Moby also appears as Annie's sidekick in BrainPop Jr.

== BrainPop Educators and BrainPop ELL ==
BrainPop Educators was introduced in 2008. It is an online community of 125,000 teachers, and parents who use BrainPop. This free site offers answer keys to activity pages, graphic organizers, professional development materials, posters, clipart and other resources for educators. It also allows educators to collaborate and share resources, such as lesson plans, organizers and activities for students. The site also offers video tutorials and webinars. My BrainPop, added in 2013, is a tool for students and teachers to record learning accomplishments from game play, activities, quizzes and other content.

BrainPop ELL (English as a second language) is a website launched in 2009 that displays animated videos providing grammar and vocabulary instruction and interactive exercises for non-native English speakers of all ages. Each video contains an animated story, an introduction to new vocabulary, and an illustration of relevant grammar topics. The narrator is a boy named Ben, who is accompanied by Moby the robot. The videos provide a series of increasingly challenging contextualized language and content exercises for English learners, starting with beginner levels and progressing to advanced levels. Students may select review activities, such as “Words, Words, Words”, a vocabulary exercise that uses flashcards and includes a pronunciation guide; "Hear it, Say it", to reinforce vocabulary and speaking; "Read it", for reading comprehension; and "Write it", for writing practice. There are also games and quizzes to review ideas from the videos. Internet-based websites have been shown to be useful tools to supplement in-class instruction for English language learners. Education Week recommends BrainPop ELL, writing that it "helps build background knowledge and concrete visual examples."

== GameUp ==
In 2011, BrainPop launched its educational games site, GameUp, which contains a collection of free online games from third-party game publishers and BrainPop's designers that help teach a variety of subjects and coordinate with the BrainPop, BrainPop Jr. and BrainPop ELL curricula. BrainPop partners with developer organizations and community developers to continually expand and improve the site's content and align the games with academic standards. More than 100 games were featured on the site by 2014 based on the Common Core State Standards Initiative. GameUp aims to help teachers use educational games in the classroom to engage and motivate students. It is supported by BrainPop Educators.
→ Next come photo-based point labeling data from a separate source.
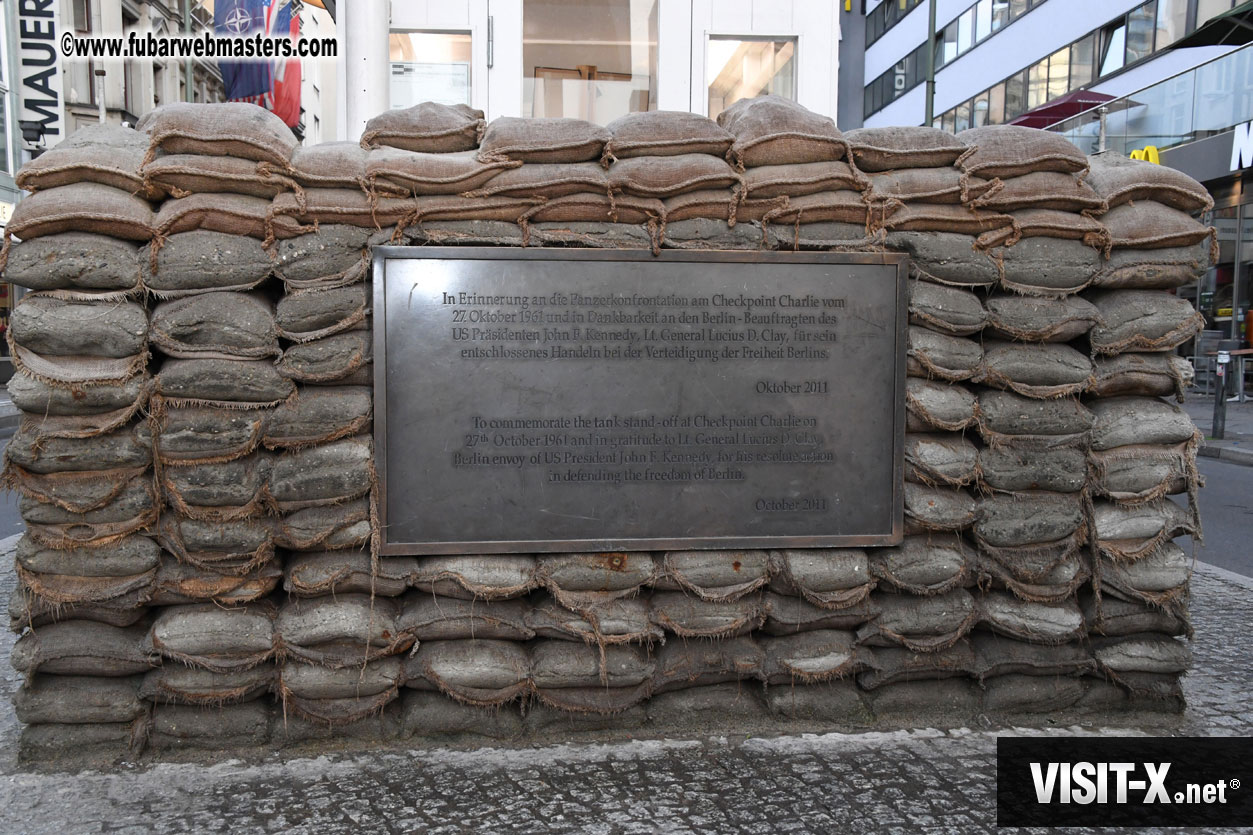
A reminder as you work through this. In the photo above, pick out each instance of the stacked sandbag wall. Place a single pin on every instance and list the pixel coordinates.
(197, 475)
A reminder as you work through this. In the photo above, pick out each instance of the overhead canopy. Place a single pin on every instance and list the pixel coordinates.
(1063, 108)
(1232, 28)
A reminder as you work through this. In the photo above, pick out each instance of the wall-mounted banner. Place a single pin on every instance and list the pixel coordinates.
(582, 400)
(39, 68)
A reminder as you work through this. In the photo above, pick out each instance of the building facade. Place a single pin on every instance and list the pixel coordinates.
(593, 59)
(998, 59)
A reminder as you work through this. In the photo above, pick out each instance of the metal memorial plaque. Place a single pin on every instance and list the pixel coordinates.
(541, 400)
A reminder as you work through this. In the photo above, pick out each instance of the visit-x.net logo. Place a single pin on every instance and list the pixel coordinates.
(1123, 781)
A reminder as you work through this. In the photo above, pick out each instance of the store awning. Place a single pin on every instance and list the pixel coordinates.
(1232, 28)
(1063, 108)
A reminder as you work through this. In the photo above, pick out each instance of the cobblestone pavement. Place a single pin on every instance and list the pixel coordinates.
(877, 781)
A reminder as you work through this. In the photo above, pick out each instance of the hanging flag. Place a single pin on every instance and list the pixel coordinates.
(286, 72)
(246, 82)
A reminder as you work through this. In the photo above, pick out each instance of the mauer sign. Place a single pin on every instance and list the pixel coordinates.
(578, 400)
(39, 70)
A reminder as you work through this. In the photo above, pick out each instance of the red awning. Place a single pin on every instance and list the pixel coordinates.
(1061, 108)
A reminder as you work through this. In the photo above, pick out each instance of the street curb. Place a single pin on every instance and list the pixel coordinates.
(1229, 454)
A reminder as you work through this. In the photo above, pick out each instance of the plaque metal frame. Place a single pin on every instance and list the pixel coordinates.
(381, 255)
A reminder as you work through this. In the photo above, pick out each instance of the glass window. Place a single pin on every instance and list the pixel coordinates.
(1172, 23)
(961, 117)
(1113, 39)
(966, 31)
(1000, 14)
(1081, 62)
(741, 68)
(1059, 73)
(1015, 95)
(979, 110)
(1142, 23)
(947, 50)
(982, 20)
(996, 104)
(594, 62)
(429, 67)
(1036, 84)
(1207, 9)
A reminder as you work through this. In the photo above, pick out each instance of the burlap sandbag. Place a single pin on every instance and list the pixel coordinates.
(927, 564)
(55, 327)
(335, 256)
(124, 449)
(246, 384)
(1120, 179)
(216, 325)
(181, 685)
(1155, 375)
(1043, 189)
(545, 181)
(904, 147)
(292, 215)
(347, 571)
(340, 631)
(203, 261)
(79, 700)
(44, 400)
(83, 207)
(83, 648)
(934, 405)
(670, 176)
(181, 584)
(940, 459)
(1142, 320)
(332, 473)
(1040, 320)
(182, 174)
(226, 129)
(427, 127)
(191, 435)
(1046, 266)
(1013, 151)
(1013, 469)
(221, 640)
(95, 153)
(1009, 418)
(1153, 226)
(1165, 268)
(1046, 370)
(446, 618)
(664, 133)
(773, 131)
(318, 415)
(802, 178)
(72, 261)
(947, 310)
(236, 215)
(945, 258)
(930, 186)
(421, 173)
(544, 141)
(327, 359)
(937, 355)
(939, 508)
(1138, 420)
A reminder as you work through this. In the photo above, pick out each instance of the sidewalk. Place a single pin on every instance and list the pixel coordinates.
(1237, 444)
(905, 781)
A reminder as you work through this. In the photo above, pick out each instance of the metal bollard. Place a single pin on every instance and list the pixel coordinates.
(1219, 428)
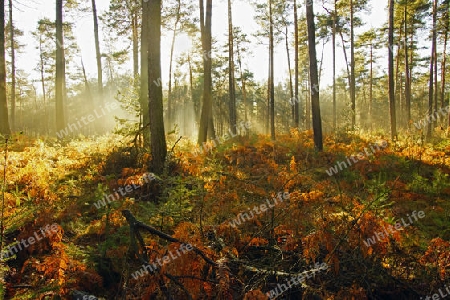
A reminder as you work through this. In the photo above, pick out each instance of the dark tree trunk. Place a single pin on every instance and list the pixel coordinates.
(60, 68)
(158, 138)
(314, 78)
(206, 114)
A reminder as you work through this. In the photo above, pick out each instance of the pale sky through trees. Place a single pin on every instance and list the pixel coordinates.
(243, 12)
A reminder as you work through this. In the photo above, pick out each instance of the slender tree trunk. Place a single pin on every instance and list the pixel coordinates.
(60, 68)
(158, 138)
(314, 91)
(296, 97)
(443, 64)
(44, 92)
(444, 60)
(268, 97)
(398, 77)
(13, 68)
(206, 114)
(98, 53)
(272, 87)
(431, 78)
(291, 88)
(334, 67)
(231, 85)
(191, 87)
(143, 93)
(346, 59)
(436, 85)
(407, 75)
(134, 28)
(352, 66)
(86, 85)
(4, 123)
(172, 48)
(391, 71)
(244, 91)
(308, 103)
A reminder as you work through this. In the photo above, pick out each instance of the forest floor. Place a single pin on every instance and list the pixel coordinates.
(252, 219)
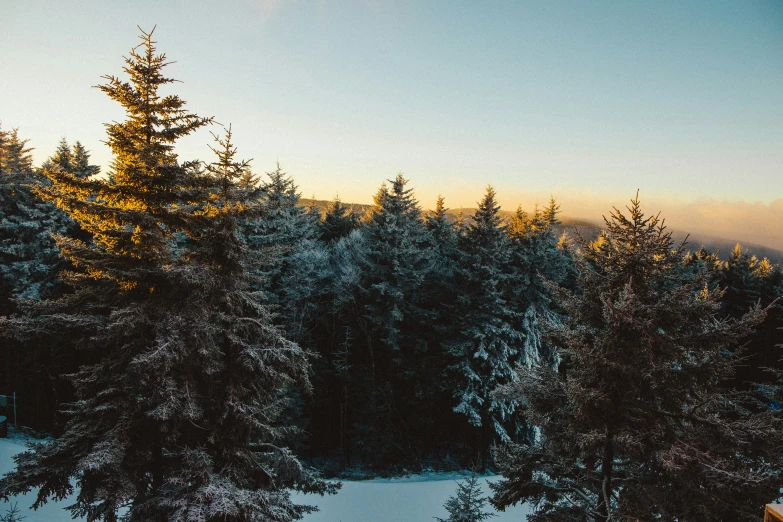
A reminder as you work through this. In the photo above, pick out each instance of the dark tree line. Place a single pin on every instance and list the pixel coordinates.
(181, 324)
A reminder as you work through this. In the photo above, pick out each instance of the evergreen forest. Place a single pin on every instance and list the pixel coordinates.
(198, 341)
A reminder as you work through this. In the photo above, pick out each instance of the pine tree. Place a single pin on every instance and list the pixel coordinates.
(183, 370)
(635, 423)
(488, 343)
(278, 232)
(468, 505)
(74, 161)
(80, 162)
(388, 319)
(338, 222)
(29, 266)
(14, 153)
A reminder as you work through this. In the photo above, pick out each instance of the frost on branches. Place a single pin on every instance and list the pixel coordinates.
(640, 421)
(179, 393)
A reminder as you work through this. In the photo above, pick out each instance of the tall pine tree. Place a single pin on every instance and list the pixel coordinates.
(183, 369)
(636, 423)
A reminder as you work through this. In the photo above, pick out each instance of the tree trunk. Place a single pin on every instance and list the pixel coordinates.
(605, 489)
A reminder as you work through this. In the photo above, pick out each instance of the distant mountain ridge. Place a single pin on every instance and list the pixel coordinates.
(590, 229)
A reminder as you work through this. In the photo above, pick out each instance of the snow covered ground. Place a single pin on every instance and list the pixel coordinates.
(412, 499)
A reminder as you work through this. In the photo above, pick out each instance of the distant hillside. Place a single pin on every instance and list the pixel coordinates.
(589, 229)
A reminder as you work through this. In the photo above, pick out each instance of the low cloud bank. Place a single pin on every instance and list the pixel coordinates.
(749, 223)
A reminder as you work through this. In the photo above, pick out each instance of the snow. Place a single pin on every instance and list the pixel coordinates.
(49, 512)
(413, 498)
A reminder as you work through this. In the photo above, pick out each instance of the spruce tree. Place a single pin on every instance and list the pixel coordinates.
(14, 153)
(182, 374)
(635, 423)
(468, 505)
(339, 221)
(388, 321)
(488, 342)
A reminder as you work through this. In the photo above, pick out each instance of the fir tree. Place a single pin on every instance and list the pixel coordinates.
(488, 342)
(338, 222)
(388, 318)
(177, 398)
(635, 423)
(14, 153)
(80, 162)
(468, 505)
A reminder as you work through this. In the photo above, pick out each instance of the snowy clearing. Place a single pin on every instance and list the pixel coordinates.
(416, 498)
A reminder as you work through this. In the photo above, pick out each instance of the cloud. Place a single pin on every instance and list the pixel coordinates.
(747, 222)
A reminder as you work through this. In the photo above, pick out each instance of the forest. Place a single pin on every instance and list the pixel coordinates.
(198, 341)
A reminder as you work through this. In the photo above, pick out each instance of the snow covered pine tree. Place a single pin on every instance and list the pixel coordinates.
(468, 505)
(176, 411)
(638, 422)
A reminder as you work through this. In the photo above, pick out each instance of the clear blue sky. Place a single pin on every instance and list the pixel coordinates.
(682, 99)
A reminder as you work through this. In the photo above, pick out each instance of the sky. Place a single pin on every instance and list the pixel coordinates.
(586, 101)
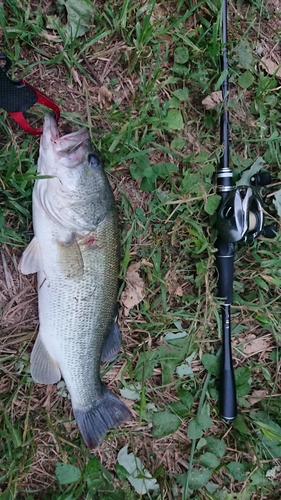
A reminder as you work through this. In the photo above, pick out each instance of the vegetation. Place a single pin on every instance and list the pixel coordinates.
(143, 76)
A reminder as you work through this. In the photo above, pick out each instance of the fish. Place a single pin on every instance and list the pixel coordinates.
(75, 252)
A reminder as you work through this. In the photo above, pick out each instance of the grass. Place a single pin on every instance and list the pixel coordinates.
(160, 145)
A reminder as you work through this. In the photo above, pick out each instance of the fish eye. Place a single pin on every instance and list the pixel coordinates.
(94, 161)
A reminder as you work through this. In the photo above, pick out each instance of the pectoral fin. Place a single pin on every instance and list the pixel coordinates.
(44, 369)
(31, 260)
(71, 260)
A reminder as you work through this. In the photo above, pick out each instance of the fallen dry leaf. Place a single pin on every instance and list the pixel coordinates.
(212, 100)
(255, 346)
(105, 97)
(271, 67)
(173, 286)
(133, 293)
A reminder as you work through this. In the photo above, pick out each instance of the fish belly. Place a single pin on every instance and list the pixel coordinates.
(77, 305)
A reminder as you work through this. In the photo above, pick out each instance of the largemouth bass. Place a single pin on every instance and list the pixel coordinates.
(75, 252)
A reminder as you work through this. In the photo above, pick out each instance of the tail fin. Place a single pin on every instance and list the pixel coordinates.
(105, 413)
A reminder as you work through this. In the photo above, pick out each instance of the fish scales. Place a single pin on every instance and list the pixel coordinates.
(75, 252)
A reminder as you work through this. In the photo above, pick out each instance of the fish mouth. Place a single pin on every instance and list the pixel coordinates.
(69, 143)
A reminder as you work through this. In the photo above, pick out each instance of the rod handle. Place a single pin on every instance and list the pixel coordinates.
(227, 392)
(225, 269)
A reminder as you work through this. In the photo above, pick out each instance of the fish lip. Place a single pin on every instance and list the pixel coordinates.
(68, 143)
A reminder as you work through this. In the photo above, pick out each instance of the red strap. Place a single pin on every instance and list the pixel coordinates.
(41, 99)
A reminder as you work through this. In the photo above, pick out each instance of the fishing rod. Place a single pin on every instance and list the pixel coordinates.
(240, 218)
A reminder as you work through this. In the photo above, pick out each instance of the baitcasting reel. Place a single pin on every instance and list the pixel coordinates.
(240, 217)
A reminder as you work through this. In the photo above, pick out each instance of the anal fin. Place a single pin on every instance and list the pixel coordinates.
(105, 413)
(44, 369)
(112, 344)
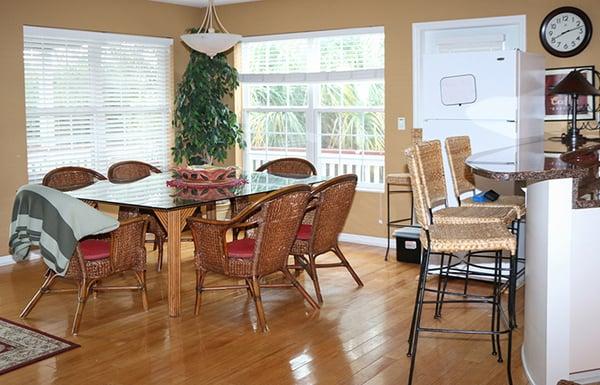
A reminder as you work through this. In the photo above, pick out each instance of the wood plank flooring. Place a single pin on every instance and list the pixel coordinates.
(358, 337)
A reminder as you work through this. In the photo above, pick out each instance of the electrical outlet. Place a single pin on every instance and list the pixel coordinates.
(401, 123)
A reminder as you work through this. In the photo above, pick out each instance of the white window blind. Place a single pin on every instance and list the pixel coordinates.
(319, 96)
(93, 99)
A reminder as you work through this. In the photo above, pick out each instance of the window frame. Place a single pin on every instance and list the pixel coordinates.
(105, 119)
(313, 109)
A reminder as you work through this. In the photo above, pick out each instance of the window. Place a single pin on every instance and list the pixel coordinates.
(318, 96)
(93, 99)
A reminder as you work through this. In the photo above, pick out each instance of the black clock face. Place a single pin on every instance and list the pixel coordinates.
(566, 31)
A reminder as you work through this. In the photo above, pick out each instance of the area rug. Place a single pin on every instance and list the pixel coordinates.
(21, 345)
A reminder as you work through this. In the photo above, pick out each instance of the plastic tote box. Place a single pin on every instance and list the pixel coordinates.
(408, 245)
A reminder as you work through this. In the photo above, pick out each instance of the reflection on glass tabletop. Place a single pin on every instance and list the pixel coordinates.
(152, 192)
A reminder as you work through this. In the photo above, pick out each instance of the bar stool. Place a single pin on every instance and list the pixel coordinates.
(399, 183)
(449, 238)
(458, 149)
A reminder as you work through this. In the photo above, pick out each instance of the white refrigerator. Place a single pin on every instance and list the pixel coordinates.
(496, 98)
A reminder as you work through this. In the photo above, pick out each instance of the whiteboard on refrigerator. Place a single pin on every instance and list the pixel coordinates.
(458, 89)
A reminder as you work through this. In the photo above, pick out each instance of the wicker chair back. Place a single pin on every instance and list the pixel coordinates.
(333, 202)
(130, 171)
(127, 246)
(290, 167)
(71, 178)
(431, 169)
(420, 204)
(458, 149)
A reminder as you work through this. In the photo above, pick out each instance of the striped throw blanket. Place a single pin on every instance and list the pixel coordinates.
(55, 222)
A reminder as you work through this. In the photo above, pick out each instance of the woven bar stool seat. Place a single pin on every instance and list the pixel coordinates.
(450, 238)
(398, 179)
(515, 202)
(458, 149)
(475, 215)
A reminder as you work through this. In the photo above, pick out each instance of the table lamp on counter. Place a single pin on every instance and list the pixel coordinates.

New Media Consortium wrote: "GameUp features top online educational gaming titles as well as support and supplementary materials to educators. GameUp titles come from an impressive collection of organizations such as Nobelprize.org, iCivics, JASON Project, Mangahigh, and National Council of Teachers of Mathematics, to name a few." Edutopia, Education Week and The Wall Street Journal are among other sources that recommend GameUp. BrainPop "curates their games very carefully and considers a wide range of factors, from a game's curricular value to the length of experience appropriate for classroom use, and thoughtfully pairs games with supplemental lessons and materials that allow teachers to quickly and easily integrate the games into their classrooms."